Earlier this month we previewed how we were moving our GCS and BigTable infrastructure connectivity to Go-based daemon proxies running locally on each VM. This transition has proved to be an even larger success than we could have imagined. Workflows that previously took 30 minutes and 100+ CPUs now complete in just 30-40 seconds on just a handful of CPUs on the same VM. Error rates from congestion and timeouts have plunged to effectively zero, while entire portions of our codebase devoted to complex error handling that used to be heavily exercised and constantly expanded have seen zero traversals since the transition. We are now evaluating moving all connectivity to GCP services behind such proxies. The use of file-based communication with these proxies (files are written to disk and the proxy is given their paths and instructions) rather than streaming those connections over pipes or localhost has allowed these daemons to avoid traditional bottlenecks and automatically adjust to overall system network pressure.
We are incredibly impressed by the sheer performance and minimal resource requirements of these Go utilities and have been actively rewriting other supporting tools in Go using agentic Gemini to oversee code production, testing and optimization. In fact, wherever possible we are now transitioning compute intensive workflows to Go using agentic Gemini and seeing immense cost savings – in some cases 10-50x more workflows able to run on the same VM hardware.
We've also been hard at work upgrading the hardware infrastructure underpinning our VMs. GCP has added a wealth of new CPU families and hardware configurations in recent years, but benchmarking workflows on every possible permutation of hardware was too costly and time-consuming in the past. Gemini's ability to accurately and precisely estimate the hardware requirements of specific workflows and to agentically test those configurations has completely transformed how we approach hardware selection and benchmarking, yielding significant speedups on utilities like industry standard utilities like ffmpeg and ImageMagick using unexpected and often counterintuitive hardware configurations that are optimized for our specific unique workflows and complex interactions.

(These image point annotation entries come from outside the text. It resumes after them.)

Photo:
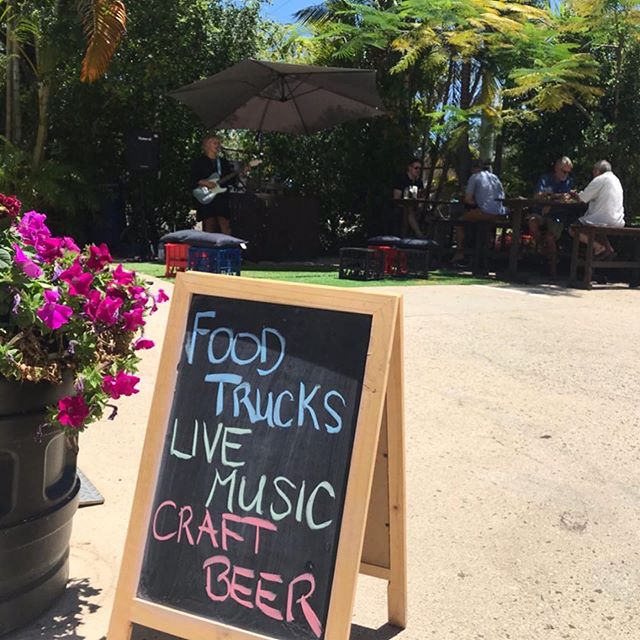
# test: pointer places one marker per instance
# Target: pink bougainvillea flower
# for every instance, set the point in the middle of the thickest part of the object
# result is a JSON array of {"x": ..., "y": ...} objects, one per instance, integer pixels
[
  {"x": 161, "y": 296},
  {"x": 81, "y": 285},
  {"x": 70, "y": 245},
  {"x": 122, "y": 276},
  {"x": 50, "y": 248},
  {"x": 105, "y": 310},
  {"x": 122, "y": 384},
  {"x": 11, "y": 204},
  {"x": 79, "y": 281},
  {"x": 72, "y": 411},
  {"x": 54, "y": 315},
  {"x": 72, "y": 272},
  {"x": 138, "y": 296},
  {"x": 26, "y": 265},
  {"x": 99, "y": 256},
  {"x": 32, "y": 228},
  {"x": 16, "y": 303},
  {"x": 133, "y": 319},
  {"x": 143, "y": 343}
]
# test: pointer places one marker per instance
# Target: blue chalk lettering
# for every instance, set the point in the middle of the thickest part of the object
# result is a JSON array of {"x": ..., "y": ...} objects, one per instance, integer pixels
[
  {"x": 221, "y": 379},
  {"x": 190, "y": 348},
  {"x": 304, "y": 405},
  {"x": 330, "y": 410}
]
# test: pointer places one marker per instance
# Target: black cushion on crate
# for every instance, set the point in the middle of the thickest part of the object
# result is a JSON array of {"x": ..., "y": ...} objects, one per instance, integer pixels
[
  {"x": 383, "y": 241},
  {"x": 202, "y": 239},
  {"x": 417, "y": 244}
]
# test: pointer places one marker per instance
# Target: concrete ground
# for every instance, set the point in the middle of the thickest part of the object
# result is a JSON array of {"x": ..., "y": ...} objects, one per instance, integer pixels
[{"x": 523, "y": 482}]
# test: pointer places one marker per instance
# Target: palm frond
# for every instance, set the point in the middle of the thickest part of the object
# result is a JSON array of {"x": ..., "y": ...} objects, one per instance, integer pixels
[{"x": 104, "y": 23}]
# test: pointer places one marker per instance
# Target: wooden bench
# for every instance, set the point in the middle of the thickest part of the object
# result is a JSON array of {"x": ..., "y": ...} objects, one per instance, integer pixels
[
  {"x": 441, "y": 231},
  {"x": 591, "y": 262}
]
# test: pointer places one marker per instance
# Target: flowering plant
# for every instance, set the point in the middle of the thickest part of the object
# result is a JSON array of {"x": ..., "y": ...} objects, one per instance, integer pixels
[{"x": 66, "y": 311}]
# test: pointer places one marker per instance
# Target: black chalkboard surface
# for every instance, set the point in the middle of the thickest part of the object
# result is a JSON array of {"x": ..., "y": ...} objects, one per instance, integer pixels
[{"x": 249, "y": 498}]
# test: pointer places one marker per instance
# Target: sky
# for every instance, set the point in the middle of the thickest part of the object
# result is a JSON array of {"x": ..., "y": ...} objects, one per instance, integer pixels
[{"x": 283, "y": 10}]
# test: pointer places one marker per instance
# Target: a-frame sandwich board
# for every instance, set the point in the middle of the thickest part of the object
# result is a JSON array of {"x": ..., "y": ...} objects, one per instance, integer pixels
[{"x": 197, "y": 564}]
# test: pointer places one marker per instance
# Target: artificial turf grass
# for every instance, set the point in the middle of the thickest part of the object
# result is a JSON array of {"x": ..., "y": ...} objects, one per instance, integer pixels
[{"x": 321, "y": 274}]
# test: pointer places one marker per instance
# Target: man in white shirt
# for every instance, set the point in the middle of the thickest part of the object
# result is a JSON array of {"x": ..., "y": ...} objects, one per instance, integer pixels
[{"x": 605, "y": 197}]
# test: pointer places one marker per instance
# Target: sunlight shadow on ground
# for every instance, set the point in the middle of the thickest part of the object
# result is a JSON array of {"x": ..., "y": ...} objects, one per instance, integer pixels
[
  {"x": 552, "y": 290},
  {"x": 65, "y": 618},
  {"x": 385, "y": 632}
]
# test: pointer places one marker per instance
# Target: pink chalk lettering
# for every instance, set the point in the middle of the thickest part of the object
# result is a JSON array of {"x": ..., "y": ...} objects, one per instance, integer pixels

Finally, we are beginning to explore Gemini-assisted agentic self-healing for our workflows. While in the past we focused on generalized self-healing infrastructures that worked across all of our workflows, our early experiments here have involved using Gemini to construct bespoke agentic self-healing frameworks for individual workflows that are proving exceptionally adept at helping us solve a number of longstanding stability issues in some of our workflows and we look forward to continuing to expand this work.